[PATCH v2] cgroup/rstat: Reduce cpu_lock hold time in cgroup_rstat_flush_locked()

public inbox for cgroups@vger.kernel.org
 help / color / mirror / Atom feed

From: Waiman Long <longman@redhat.com>
To: Tejun Heo <tj@kernel.org>, Zefan Li <lizefan.x@bytedance.com>,
	Johannes Weiner <hannes@cmpxchg.org>
Cc: cgroups@vger.kernel.org, linux-kernel@vger.kernel.org,
	Joe Mario <jmario@redhat.com>, Sebastian Jug <sejug@redhat.com>,
	Yosry Ahmed <yosryahmed@google.com>,
	Waiman Long <longman@redhat.com>
Subject: [PATCH v2] cgroup/rstat: Reduce cpu_lock hold time in cgroup_rstat_flush_locked()
Date: Wed,  1 Nov 2023 20:53:10 -0400	[thread overview]
Message-ID: <20231102005310.439588-1-longman@redhat.com> (raw)

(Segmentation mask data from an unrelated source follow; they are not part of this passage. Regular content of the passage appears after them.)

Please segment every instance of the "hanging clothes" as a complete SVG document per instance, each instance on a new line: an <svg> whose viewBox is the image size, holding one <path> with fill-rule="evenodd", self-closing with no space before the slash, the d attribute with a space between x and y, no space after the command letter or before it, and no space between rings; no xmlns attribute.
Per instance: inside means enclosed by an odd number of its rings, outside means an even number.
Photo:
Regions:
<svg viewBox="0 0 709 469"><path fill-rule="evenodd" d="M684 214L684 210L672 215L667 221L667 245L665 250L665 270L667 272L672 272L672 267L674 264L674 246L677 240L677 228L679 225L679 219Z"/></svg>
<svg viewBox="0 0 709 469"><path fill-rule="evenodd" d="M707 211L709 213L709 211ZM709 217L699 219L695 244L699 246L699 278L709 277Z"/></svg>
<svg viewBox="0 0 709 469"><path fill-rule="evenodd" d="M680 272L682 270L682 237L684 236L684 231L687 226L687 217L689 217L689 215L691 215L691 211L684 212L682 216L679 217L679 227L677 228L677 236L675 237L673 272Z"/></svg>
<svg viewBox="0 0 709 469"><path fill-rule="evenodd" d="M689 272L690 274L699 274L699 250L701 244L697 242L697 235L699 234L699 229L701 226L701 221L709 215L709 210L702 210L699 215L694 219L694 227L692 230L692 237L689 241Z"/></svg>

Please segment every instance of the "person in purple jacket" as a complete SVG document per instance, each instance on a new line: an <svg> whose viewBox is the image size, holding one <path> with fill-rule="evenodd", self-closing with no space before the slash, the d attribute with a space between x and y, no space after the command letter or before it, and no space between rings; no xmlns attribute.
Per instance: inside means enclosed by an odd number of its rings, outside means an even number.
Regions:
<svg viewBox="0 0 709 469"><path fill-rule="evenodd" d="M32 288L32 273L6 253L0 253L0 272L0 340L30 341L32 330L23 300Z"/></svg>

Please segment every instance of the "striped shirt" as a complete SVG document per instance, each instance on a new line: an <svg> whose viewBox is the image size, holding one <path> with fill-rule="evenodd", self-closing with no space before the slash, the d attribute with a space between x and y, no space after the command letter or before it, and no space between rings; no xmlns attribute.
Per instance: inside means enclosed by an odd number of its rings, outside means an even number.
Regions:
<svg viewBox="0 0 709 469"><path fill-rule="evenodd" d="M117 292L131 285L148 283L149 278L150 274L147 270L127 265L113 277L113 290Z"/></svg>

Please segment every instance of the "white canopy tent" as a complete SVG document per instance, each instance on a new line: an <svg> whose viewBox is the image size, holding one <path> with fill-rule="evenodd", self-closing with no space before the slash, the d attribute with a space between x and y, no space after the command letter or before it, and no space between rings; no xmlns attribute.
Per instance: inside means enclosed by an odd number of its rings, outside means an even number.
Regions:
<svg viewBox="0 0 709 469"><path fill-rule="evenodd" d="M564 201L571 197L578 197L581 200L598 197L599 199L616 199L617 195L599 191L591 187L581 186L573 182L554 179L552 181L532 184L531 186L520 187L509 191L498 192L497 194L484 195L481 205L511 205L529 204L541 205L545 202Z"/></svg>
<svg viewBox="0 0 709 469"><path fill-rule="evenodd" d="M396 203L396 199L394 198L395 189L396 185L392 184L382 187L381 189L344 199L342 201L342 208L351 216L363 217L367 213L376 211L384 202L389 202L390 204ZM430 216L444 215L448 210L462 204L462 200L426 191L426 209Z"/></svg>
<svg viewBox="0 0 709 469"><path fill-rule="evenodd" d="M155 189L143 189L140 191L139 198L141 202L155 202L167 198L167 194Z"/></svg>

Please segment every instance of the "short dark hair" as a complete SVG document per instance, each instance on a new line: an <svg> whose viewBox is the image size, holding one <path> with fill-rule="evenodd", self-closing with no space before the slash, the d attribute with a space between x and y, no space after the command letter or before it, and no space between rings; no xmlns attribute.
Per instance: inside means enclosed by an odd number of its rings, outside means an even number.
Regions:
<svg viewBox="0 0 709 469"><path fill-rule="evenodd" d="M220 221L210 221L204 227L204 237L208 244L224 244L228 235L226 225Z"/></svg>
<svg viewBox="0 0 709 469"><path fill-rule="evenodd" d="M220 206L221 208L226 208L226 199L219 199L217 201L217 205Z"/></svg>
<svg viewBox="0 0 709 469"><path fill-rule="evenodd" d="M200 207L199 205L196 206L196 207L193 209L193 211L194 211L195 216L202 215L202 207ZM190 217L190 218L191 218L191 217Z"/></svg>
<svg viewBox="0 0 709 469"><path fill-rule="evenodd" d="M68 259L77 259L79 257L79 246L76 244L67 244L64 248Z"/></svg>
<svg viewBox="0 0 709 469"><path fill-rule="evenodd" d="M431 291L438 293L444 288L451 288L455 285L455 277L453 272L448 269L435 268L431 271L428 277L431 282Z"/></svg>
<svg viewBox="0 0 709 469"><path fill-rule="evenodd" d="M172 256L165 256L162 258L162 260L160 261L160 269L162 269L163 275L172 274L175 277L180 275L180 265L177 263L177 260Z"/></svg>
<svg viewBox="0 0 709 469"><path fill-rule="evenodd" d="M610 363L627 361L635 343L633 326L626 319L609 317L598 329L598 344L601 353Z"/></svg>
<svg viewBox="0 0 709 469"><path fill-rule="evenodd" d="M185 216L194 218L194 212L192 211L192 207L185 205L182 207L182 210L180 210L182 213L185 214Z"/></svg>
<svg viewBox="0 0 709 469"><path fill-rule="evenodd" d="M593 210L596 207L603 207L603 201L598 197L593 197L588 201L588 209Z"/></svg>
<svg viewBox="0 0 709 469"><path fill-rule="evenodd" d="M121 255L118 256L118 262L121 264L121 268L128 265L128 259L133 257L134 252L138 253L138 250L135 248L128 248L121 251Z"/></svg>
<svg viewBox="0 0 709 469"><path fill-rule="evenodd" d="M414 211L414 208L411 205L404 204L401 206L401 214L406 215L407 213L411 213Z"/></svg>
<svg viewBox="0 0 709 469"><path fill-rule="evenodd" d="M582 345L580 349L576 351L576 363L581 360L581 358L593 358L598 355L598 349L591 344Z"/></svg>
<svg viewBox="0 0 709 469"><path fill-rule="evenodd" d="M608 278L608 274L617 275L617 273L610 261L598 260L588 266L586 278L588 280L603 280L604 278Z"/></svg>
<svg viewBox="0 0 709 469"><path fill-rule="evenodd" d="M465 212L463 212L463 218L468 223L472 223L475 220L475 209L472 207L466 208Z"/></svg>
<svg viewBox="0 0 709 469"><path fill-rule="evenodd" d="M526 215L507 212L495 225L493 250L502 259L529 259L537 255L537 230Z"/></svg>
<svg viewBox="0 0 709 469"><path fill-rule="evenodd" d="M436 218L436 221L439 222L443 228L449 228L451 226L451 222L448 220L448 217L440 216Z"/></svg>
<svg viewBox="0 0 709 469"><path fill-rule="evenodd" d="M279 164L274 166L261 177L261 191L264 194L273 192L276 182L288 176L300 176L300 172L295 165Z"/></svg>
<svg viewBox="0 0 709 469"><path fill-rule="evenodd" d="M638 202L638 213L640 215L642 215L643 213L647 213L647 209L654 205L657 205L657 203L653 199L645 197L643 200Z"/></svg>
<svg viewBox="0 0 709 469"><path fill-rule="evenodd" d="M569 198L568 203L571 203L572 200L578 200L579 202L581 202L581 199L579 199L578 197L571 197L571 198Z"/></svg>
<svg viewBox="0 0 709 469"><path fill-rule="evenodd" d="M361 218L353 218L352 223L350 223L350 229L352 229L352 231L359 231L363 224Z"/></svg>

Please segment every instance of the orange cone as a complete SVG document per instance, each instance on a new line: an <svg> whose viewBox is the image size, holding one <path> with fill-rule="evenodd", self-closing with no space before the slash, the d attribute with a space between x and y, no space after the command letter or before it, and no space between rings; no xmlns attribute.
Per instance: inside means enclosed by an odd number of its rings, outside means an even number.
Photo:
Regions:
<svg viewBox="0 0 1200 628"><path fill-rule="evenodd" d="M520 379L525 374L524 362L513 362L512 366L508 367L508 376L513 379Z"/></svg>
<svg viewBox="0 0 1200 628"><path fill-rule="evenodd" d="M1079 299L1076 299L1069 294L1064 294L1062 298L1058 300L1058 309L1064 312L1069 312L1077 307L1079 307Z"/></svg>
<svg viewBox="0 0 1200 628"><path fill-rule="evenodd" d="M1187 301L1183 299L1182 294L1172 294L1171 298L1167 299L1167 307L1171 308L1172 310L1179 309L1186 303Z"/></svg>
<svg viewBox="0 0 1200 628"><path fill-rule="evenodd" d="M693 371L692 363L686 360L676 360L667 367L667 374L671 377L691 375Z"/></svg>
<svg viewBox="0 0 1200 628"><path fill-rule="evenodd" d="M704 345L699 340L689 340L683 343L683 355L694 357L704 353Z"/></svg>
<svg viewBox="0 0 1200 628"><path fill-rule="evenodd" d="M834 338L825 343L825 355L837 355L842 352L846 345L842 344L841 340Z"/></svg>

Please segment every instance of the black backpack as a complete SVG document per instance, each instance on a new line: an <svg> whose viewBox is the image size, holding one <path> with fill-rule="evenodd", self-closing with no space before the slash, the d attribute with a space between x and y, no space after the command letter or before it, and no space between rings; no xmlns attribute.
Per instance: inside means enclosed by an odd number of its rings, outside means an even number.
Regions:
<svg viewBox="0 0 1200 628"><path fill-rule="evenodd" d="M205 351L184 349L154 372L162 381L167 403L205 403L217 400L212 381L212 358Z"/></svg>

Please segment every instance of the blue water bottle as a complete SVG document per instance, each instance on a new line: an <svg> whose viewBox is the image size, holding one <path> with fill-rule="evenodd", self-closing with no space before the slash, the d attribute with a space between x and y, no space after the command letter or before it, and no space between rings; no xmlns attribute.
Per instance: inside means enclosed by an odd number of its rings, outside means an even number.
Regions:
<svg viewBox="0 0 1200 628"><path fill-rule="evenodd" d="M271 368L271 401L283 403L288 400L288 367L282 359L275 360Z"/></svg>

When cgroup_rstat_updated() isn't being called concurrently with
cgroup_rstat_flush_locked(), its run time is pretty short. When
both are called concurrently, the cgroup_rstat_updated() run time
can spike to a pretty high value due to high cpu_lock hold time in
cgroup_rstat_flush_locked(). This can be problematic if the task calling
cgroup_rstat_updated() is a realtime task running on an isolated CPU
with a strict latency requirement. The cgroup_rstat_updated() call can
happens when there is a page fault even though the task is running in
user space most of the time.

The percpu cpu_lock is used to protect the update tree -
updated_next and updated_children. This protection is only needed
when cgroup_rstat_cpu_pop_updated() is being called. The subsequent
flushing operation which can take a much longer time does not need
that protection.

To reduce the cpu_lock hold time, we need to perform all the
cgroup_rstat_cpu_pop_updated() calls up front with the lock
released afterward before doing any flushing. This patch adds a new
cgroup_rstat_updated_list() function to return a singly linked list of
cgroups to be flushed.

By adding some instrumentation code to measure the maximum elapsed times
of the new cgroup_rstat_updated_list() function and each cpu iteration of
cgroup_rstat_updated_locked() around the old cpu_lock lock/unlock pair
on a 2-socket x86-64 server running parallel kernel build, the maximum
elapsed times are 27us and 88us respectively. The maximum cpu_lock hold
time is now reduced to about 30% of the original.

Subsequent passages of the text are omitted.